High and increasing hospital charges, combined with increasing proportions of cases admitted through the hospital Emergency Department (ED), are major factors behind the ever-declining negotiating leverage of private health insurers. This situation, coupled with the increased pricing power of the ever-more-concentrated provider industry, will be a major contributor to the almost certain rapid escalation in total U.S. health care costs in coming years.
First however, I would argue that charges are important because increasing charges are a symptom of the forces that lead to ever-increasing payment levels. As Steven Brill showed in his recent Time magazine article on the madness of hospital pricing and payments, one doesn’t have to go very far from the charge data to get to a conclusion that actual payments are extraordinarily high and wildly variable.
Chart 1 below shows the increase in hospital “markups” of charges over costs for both hospitals nationally and in Maryland, as reported annually by the American Hospital Association (data are from the AHA annual statistical guide 1980-2011).
Chart 1 – Hospital Markups over Cost 1980 – 2011 (American Hospital Association annual statistics)

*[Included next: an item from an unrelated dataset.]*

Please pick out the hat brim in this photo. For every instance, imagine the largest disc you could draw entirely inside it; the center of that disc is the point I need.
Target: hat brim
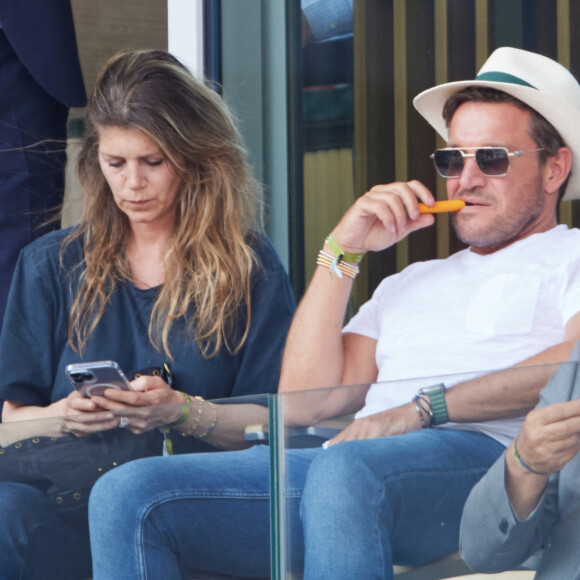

As the chart shows, across the country, hospitals have marked up charges ever higher, from 20 percent above costs in 1980 to 220 percent in 2011. Although the data on actual payment levels (as opposed to the “sticker price” charges) are “trade secrets” of health insurers, other data on hospital payment levels (also available from the AHA Hospital Statistics 2012) show that hospitals have been able to increase the price they actually receive from privately insured patients from 120 percent of cost to around 135 percent of costs over the past decade.
Chart 1 also shows the much lower charge levels (which more or less equal payment levels) in Maryland, where the unique all-payer hospital rate setting system determines what hospitals get paid. While rate regulatory systems as extreme as Maryland’s may not be everyone’s “cup of watered down hospital tea,” one benefit of rate setting (whether it be Maryland or Medicare) is more rational price levels that actually reflect relative resource use and bear some relationship to underlying costs.
So, at the very least, the CMS charge data reinforce the conclusion that hospital prices and payment levels nationally are not rational in the sense that they are not the prices that a truly competitive market would produce. This lack of competition, these ever-escalating payment levels, and misallocations of resources clearly add to our nation’s overall health care bill.